Il est vrai que , question citation, j'ai le choix. Pas mal non plus le très fameux " Alors, on y va...", sans oublier le quasi quotidien "Pour en finir avec..."

 

Mais avant de reprendre le cours de notre conversation, les enfants, je me laisse aller dans la rigolade et les remarques ironiques.

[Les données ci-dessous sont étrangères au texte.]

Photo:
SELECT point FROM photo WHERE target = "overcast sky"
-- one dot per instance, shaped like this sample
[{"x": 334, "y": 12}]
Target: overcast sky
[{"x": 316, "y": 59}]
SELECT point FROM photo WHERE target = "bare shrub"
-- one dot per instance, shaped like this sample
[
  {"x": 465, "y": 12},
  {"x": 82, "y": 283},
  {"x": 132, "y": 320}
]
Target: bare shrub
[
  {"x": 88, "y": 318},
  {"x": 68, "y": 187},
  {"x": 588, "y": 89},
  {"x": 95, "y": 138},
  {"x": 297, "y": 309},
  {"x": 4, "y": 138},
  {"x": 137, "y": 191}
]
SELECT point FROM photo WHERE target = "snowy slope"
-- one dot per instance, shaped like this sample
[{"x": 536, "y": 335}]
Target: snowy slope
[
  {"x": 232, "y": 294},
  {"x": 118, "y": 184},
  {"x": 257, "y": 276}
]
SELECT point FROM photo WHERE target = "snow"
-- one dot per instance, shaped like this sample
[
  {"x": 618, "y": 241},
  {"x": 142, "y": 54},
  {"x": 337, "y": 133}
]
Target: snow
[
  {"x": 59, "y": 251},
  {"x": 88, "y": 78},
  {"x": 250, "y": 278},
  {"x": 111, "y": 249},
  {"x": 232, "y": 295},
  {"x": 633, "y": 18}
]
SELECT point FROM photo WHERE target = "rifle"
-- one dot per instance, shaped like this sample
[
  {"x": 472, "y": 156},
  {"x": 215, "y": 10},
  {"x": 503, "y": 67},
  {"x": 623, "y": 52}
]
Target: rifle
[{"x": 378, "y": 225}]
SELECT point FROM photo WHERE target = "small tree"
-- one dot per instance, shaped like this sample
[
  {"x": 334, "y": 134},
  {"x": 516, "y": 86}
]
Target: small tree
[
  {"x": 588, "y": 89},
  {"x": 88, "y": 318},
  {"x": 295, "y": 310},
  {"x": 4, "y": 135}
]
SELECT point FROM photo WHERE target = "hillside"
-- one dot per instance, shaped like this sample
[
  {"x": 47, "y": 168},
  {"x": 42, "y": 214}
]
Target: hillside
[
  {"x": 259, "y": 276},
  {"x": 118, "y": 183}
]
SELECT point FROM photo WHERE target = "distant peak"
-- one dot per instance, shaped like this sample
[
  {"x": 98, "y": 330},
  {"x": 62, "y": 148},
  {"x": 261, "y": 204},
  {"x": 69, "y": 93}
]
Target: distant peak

Celles qui font si mal qu'elles en ont déchaîné les foudres de la censure.

 

Oui, parce que, comme je l'ai dit par ailleurs, trois de mes articles ont joué les filles de l'air, et atteints par les boulets d'Anastasie, pour diffamation (ah bon, dire la vérité, c'est diffamer ?) ,   ils se sont retrouvés dans les poubelles de la c....nerie.

 

Et puisque certains parlent à ce jour de "faire de la Résistance", je signale bien vite, et vous comprenez pourquoi( méfiant, j'en ai gardé la copie), que sur un blog fleuri, un billet pantagruélique est fait entièrement, ou presque , de copier-coller, tel qu'on a du lui enseigner à l'école de la rue du Louvre. 

 

En d'autres colonnes, je trouve des commentaires dithyrambiques signés du blogueur au nez creux. S'il est aussi intelligent qu'il tente de paraître, je me demande comment il n'a pas encore perçu le niveau proche du zéro  des publications de la pastèque. Il est vrai qu'on ne peut pas réfléchir à tout. Moi-même, m'étant fait avoir dans un passé antérieur et plutôt imparfait, j'espère pour lui un futur mieux éclairé.

 

Voilà, les enfants. Vous l'avez compris il me fallait décharger ma vésicule biliaire et soulager mes prurits.

 

Et puis, comme il faut absolument continuer notre formation en connaissance de la peinture , je vous propose de découvrir une artiste de l'époque romantique, Sarah Miriam Peale, dont voici un autoportrait.

 

Elle est tout aussi envoûtante que ma chère Aimée d'Alton dont vous n'avez pas pu oublier le sourire.

 

S.M. Peale nous a livré cette excellente nature morte

 

 

A bientôt et confinez-vous bien.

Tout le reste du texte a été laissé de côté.